本日2話投稿。
2話目。
1話目見てない方はそちらも。
「……いや、どういうことだよ」
「そのままの意味だよ。さっき言った以上の情報はもう無い」
「繰り返そうか。天元様はもう同化を必要としない。だから、天内理子が犠牲になる必要もない」
「生活のサポートは、今後は五条家でしてあげるといいかな。今後の保証ってそういうことだよね? 夏油傑さん、五条悟さん?」
「それは……そうだけどよ!」
いや、別にそこに文句を言ってる訳じゃねー。
「悟、少し落ち着け」
「……ケッ。落ち着けるか。頭冷やすから任せた」
「ああ……闘也さん、でいいかな」
「闘也でいいよ」
「闘也。君の言葉が真実である証拠が欲しい」
それだ。
俺たちは天元とやらにも会ったこともねーし、"こういうこと"を言い出す奴なのかもわからねえ。

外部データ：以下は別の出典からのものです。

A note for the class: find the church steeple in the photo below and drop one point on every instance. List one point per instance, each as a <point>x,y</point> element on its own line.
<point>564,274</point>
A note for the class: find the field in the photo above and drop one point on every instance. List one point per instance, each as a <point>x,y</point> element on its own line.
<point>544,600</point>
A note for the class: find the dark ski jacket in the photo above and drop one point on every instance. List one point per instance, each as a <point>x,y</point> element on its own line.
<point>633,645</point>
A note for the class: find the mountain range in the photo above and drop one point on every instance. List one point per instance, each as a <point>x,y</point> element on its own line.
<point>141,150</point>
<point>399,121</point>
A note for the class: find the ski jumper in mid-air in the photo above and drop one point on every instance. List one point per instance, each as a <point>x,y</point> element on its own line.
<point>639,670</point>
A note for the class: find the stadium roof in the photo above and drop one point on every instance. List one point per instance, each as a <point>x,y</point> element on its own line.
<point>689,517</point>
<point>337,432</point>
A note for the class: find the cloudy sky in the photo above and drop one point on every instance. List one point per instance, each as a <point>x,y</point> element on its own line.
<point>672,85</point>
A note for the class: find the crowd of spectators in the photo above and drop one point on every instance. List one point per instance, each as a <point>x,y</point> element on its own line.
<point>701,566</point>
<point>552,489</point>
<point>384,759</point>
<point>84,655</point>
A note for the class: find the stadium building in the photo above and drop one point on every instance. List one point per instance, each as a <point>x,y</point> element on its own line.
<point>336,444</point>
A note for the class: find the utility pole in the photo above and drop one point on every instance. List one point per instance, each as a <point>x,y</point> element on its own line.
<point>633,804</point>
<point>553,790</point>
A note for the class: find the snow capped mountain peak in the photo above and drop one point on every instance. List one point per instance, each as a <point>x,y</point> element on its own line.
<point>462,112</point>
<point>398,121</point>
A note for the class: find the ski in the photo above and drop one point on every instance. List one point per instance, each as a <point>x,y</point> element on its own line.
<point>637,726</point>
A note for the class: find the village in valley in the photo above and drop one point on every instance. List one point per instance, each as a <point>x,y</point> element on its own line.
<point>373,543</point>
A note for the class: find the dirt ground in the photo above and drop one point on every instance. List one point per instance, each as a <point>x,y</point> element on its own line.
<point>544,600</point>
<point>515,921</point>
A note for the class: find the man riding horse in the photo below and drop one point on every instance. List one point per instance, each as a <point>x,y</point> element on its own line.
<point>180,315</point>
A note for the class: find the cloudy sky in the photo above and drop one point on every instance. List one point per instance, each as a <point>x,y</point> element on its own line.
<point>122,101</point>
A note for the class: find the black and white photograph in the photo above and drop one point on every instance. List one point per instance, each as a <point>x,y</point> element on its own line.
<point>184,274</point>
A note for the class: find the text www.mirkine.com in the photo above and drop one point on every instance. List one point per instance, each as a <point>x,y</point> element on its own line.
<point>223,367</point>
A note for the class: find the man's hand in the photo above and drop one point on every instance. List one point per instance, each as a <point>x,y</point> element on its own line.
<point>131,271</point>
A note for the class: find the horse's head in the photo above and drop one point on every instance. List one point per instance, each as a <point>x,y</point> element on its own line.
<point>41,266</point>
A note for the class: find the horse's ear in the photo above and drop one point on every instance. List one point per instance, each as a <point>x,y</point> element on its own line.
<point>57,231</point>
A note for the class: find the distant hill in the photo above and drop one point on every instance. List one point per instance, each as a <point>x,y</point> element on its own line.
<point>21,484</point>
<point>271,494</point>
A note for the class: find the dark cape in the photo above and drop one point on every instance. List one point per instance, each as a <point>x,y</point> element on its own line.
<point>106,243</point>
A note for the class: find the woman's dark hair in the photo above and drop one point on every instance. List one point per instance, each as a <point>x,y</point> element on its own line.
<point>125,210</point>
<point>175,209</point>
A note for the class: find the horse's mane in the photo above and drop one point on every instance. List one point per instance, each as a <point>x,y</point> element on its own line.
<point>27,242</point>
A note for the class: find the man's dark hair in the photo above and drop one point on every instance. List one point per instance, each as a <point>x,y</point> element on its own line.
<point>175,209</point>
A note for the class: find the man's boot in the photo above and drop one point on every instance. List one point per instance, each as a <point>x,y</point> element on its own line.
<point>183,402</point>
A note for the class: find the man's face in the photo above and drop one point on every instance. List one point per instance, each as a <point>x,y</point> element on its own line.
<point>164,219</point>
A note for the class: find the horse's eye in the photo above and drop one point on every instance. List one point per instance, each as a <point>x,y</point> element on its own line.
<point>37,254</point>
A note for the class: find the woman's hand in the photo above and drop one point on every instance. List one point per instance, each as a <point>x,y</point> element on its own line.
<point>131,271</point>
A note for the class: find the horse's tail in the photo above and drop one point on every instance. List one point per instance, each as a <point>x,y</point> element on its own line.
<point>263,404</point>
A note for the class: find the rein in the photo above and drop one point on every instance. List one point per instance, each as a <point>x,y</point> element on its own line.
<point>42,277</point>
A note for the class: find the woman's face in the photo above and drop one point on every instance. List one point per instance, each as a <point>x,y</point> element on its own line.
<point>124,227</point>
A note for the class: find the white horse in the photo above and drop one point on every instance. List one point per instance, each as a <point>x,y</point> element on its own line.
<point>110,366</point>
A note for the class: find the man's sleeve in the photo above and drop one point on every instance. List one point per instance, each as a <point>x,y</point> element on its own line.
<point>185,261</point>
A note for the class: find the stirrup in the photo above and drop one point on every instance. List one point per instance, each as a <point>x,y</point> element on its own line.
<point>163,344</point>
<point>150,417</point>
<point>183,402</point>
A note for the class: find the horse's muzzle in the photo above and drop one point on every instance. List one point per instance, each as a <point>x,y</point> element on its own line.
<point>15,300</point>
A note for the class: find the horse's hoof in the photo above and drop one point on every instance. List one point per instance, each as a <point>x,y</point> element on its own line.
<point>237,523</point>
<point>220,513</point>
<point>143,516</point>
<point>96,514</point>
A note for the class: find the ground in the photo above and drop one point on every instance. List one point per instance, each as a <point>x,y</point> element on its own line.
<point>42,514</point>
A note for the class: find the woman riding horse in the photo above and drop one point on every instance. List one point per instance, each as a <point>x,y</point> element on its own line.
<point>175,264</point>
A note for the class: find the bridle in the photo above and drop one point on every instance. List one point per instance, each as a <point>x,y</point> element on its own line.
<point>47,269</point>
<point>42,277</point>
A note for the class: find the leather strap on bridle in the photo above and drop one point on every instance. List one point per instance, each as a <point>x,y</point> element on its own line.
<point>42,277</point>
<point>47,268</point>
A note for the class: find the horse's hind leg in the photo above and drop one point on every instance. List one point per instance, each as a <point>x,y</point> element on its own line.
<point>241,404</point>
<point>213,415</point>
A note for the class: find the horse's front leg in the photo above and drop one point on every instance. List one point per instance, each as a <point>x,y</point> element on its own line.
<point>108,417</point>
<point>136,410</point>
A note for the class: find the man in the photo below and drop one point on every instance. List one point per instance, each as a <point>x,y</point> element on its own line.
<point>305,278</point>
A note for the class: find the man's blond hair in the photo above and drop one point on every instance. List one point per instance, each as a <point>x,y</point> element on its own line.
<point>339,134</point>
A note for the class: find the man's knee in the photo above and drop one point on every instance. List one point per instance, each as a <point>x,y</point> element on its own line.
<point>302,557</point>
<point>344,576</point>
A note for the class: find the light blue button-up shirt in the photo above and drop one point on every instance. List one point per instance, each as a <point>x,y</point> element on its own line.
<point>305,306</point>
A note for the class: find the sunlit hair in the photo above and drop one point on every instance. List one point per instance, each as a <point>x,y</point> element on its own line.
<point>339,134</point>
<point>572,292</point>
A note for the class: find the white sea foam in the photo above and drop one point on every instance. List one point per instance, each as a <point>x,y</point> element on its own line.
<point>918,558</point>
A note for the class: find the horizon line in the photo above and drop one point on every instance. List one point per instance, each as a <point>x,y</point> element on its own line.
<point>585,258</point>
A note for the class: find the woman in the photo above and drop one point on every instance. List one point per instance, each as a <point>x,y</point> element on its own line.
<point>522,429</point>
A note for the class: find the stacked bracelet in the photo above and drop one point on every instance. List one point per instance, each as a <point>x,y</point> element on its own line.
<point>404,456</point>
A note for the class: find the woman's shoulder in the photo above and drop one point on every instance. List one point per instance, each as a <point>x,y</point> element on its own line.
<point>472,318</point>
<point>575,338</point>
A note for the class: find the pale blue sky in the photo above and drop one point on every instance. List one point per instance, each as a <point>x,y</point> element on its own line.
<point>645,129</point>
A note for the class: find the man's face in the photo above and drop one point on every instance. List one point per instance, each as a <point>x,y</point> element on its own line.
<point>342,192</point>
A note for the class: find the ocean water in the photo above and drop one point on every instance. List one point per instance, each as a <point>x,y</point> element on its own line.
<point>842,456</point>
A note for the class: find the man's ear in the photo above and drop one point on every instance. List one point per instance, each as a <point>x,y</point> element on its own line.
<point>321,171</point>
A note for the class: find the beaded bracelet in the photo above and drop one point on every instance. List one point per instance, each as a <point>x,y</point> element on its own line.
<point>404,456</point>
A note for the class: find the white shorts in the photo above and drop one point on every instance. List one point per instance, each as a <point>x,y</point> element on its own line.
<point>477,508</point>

目の前のコイツしかソースが無い情報を簡単に信じてられるかよ。
「……また縛りを結ぼうか?」
「いや、君自身がそう思っていてもそれが真実とは限らない」
「例えば……洗脳、とかね」
確かにな。
ユキが黒井と天内にやった実例がある。
呪力に依らずとも、嘘を本当だと信じ込ませる方法なんていくらでもあるしな。
「なるほど。それは思い付かなかったな……夏油さん。用心深いのは良い呪術師の証だね」
「確かに僕が誰かに良いように動かされている可能性は、客観的に見れば十分にある」
「じゃあ証明しよう。僕が誰かに自由意志を奪われるような、そんな弱さを持っていないことを」
言い終わると同時に、闘也が構える。
そこからは一瞬だった。
ファイティングポーズのような掌印。
爆発的な呪力の起こり。
六眼で捉えていてなお見逃してしまいそうなくらい、あまりにも自然かつ洗練された美しい所作。
ソレに思わず見惚れかけてーー
俺たちは闘也の領域に取り込まれた。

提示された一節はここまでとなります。